Evangelium (Joh 12, 20-24):

Die Ankündigung der Verherrlichung

Es waren aber einige Griechen unter denen, die heraufgekommen waren, um anzubeten auf dem Fest. Die traten zu Philippus, der aus Betsaida in Galiläa war, und baten ihn und sprachen: Herr, wir wollen Jesus sehen. Philippus kommt und sagt es Andreas, und Andreas und Philippus sagen's Jesus. Jesus aber antwortete ihnen und sprach: Die Stunde ist gekommen, dass der Menschensohn verherrlicht werde. Wahrlich, wahrlich, ich sage euch: Wenn das Weizenkorn nicht in die Erde fällt und erstirbt, bleibt es allein; wenn es aber erstirbt, bringt es viel Frucht.
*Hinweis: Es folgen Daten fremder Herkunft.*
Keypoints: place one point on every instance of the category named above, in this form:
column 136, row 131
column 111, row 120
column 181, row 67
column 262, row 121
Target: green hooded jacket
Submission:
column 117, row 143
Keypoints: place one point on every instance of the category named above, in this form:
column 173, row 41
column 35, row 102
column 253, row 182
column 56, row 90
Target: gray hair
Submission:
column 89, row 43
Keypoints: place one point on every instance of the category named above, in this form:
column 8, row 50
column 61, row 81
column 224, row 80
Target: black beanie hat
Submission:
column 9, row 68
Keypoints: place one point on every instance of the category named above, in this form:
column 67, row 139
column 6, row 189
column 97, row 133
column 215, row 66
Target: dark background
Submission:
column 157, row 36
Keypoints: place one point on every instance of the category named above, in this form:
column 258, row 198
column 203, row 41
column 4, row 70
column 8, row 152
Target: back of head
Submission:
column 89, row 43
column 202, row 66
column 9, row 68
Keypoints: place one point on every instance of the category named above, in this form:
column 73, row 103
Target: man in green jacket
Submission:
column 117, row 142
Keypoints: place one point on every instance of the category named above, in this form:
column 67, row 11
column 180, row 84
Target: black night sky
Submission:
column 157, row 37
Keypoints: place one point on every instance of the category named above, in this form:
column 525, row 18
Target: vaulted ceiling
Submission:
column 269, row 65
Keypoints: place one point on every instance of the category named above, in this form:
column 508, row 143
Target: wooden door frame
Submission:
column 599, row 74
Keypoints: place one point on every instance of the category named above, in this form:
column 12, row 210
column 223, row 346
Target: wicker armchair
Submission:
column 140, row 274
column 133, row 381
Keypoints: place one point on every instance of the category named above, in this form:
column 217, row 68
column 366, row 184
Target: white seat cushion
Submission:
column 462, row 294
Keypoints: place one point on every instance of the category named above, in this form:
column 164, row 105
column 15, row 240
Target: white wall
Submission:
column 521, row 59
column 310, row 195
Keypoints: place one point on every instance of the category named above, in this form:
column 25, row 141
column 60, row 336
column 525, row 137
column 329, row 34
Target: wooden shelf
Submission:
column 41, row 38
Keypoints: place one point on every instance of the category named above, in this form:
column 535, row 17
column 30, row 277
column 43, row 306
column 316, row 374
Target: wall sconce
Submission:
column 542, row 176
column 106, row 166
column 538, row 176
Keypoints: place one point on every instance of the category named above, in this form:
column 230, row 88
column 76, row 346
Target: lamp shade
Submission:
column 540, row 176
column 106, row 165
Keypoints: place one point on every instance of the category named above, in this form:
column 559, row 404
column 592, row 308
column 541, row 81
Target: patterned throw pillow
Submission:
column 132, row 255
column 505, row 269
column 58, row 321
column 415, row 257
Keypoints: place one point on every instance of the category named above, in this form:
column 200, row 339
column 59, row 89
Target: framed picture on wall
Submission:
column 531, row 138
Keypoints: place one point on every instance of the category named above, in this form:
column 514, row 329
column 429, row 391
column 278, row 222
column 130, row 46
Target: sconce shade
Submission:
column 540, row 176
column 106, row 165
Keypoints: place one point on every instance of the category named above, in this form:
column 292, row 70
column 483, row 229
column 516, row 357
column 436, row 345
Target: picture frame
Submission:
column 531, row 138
Predigttext (Jes 66, 10-14):

Freuet euch mit Jerusalem und seid fröhlich über die Stadt, alle, die ihr sie lieb habt! Freuet euch mit ihr, alle, die ihr über sie traurig gewesen seid. Denn nun dürft ihr saugen und euch satt trinken an den Brüsten ihres Trostes; denn nun dürft ihr reichlich trinken und euch erfreuen an ihrer vollen Mutterbrust. Denn so spricht der Herr: Siehe, ich breite aus bei ihr den Frieden wie einen Strom und den Reichtum der Völker wie einen überströmenden Bach. Da werdet ihr saugen, auf dem Arm wird man euch tragen und auf den Knien euch liebkosen. Ich will euch trösten, wie einen seine Mutter tröstet; ja, ihr sollt an Jerusalem getröstet werden. Ihr werdet's sehen und euer Herz wird sich freuen, und euer Gebein soll grünen wie Gras. Dann wird man erkennen die Hand des Herrn an seinen Knechten und den Zorn an seinen Feinden.

Liebe Gemeinde!

Freuet euch! Wie bitte? Trotz Corona-Krise? Jedoch kennen wir diese Aufforderung auch aus dem Neuen Testament. So schreibt der Apostel Paulus an die Gemeinde zu Philippi (Phil 4, 4):

Freuet euch in dem Herrn allewege, und abermals sage ich: Freuet euch!

Dort ist in unserer neuen Luther-Bibel zuvor in der Überschrift zu lesen: Mahnung … zur Freude im Herrn. Die Freude, von welcher hier somit die Rede ist, ist keine oberflächliche, heiterkeitsbezogene Freude. Sie reicht viel tiefer. Es geht um eine Freude, die selbst im Gefängnis noch zum Tragen kommt. Beispielsweise von Dietrich Bonhoeffer ist sie überliefert.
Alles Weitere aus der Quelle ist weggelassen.